VLOG[0]: Why are we building MirrorDB?

by Frank Hampus Weslien 2022-11-13

Why are we building MirrorDB? We want to build local-first web apps with p2p syncing and there doesn’t exist a database that allow us to build them.

The web has become more and more powerful as an application platform. You have support for:

You can even install web apps and add them to your home screen across both mobile, and desktop by creating a progressive web app (PWA).

The web has a lot to offer. Especially considering the web’s two fundamental advantages: reach (you can link to a runnable application), and avoid the apple/play store tax. We believe that today you could write 10x better versions of a lot of applications by going web native.

Imagine apps which you can reach via a url. No login required. It can be installed and added to your homescreen. If you want to pair your phone and laptop you scan a QR code and it will automatically start syncing. There are a lot of apps where this design would work brilliantly and with does applications in mind we can start sketching the requirements for our database.

As soon as a user adds a new entry we want to be able to update all queries so that the UI always reflects the latest state. We need a query language with a focus on joins; it is very typical for the UI to want data about multiple related entities. A user also expects to be able to make changes on their phone, turn it off, keep using the app on their laptop and still in the end be able to merge the state on the phone and laptop without conflicts. Ideally, the merging-layer is protocol agnostic and works across: files, bluetooth, usb, webrtc, websocket, and etc.

There are a couple of technologies/ideas that we believe will work great in tandem to realise this vision.

IndexedDB is a database that exists in your browser and allows you to store structured data and create indexes on that data. Obviously you can not create a local-first web app without it.

Typescript/Rust will be used to build the database. Typescript adds extra safety compared to Javascript while still giving us access to all browser API:s. Rust is interesting because of its great webassembly support. Databases are performance critical and webassembly might greatly speed it up.

CRDTs, conflict-free replicated data types, are a type of data structure with merging built in. The idea is that instead of writing complex algorithms for merging data we push it into the very semantics of the data structure itself and get merging for free. Sets are a basic example of such a data structure; you can always join two sets without there being conflicts.

Datalog is a simple but powerful language to write logical programs over a set of facts. Usually the facts are separated into different tables like this:

Person Table

ID	Name	Born
100	“James Cameron”	“1954-08-16”
200	“Quentin Tarantino”	“1963-03-27”
…	…	…

Movie Table

ID	Title	Release Date	Director
300	“The Terminator”	“1984-10-26”	100
400	“Pulp Fiction”	“1994-05-21”	200
500	“Aliens”	“1986-07-18”	100
…	…	…	…

In Datalog you take existing tables and create new ones. Here, I look for all the movies each director has made by combining the information from two tables.

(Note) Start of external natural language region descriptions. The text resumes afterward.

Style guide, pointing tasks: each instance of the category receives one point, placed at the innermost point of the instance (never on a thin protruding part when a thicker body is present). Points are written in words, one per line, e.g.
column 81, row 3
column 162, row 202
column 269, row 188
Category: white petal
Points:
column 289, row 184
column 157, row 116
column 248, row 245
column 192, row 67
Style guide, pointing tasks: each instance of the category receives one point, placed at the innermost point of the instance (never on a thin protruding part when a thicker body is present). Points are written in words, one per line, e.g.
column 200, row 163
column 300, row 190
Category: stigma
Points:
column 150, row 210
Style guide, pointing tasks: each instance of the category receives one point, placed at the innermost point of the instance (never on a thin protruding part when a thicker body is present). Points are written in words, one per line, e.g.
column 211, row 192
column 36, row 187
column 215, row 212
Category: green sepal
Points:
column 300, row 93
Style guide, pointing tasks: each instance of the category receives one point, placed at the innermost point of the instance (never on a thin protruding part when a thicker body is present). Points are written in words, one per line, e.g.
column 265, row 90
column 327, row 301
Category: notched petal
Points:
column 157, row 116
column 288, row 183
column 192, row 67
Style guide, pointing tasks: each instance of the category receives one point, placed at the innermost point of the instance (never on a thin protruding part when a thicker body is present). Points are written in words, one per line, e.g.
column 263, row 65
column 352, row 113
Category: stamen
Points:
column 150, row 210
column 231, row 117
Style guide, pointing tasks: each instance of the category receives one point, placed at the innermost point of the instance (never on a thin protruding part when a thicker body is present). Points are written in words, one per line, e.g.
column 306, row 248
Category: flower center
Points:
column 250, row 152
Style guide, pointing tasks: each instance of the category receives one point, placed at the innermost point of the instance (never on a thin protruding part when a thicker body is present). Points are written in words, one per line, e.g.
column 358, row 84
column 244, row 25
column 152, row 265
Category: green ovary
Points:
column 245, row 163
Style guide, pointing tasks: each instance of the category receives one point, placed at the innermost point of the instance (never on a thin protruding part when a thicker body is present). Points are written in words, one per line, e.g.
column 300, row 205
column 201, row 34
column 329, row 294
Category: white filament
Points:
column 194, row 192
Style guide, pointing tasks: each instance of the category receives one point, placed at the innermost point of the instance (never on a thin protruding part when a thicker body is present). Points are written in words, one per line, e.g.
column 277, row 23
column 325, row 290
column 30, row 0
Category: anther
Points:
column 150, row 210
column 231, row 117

  DirectorToMovie(dir_name, movie_title) :-
    Person(dir_id, dir_name, _),
    Movie(_, movie_title, _, dir_id)

Look here for an introduction to datalog.

Triple Stores are nice because they are so simple (and easy to make into a CRDT). You can think of it as your database only consisting of one table with three columns: “id”, “attribute”, and “value”. Even though it is so simple you can model any kind of data. Infact, let’s try to merge the Person and Movie tables above into one.

Example:

ID	Attribute	Value
100	“person/name”	“James Cameron”
100	“person/born”	“1954-08-16”
200	“person/name”	“Quentin Tarantino”
200	“person/born”	“1963-03-27”
300	“movie/title”	“The Terminator”
300	“movie/director”	100
300	“movie/release-date”	“1984-10-26”
400	“movie/title”	“Pulp Fiction”
400	“movie/director”	200
400	“movie/release-date”	“1994-05-21”
500	“movie/title”	“Aliens”
500	“movie/director”	100
500	“movie/release-date”	“1986-07-18”
…	…	…

Notice how there is a lot of replicated information. This is actually useful because it makes it very simple to update individual attributes for an entity, especially in a distributed system such as ours. If we add timestamps to all triples we can resolve merges by always picking the latest one.¹

We feel very hopeful that we will be able to solve our problem by combining all these technologies/ideas. Now we just need to do the difficult thing of building it!

¹ Note that we shouldn’t be using normal timestamps but instead use something like a Hybrid Logical Clock.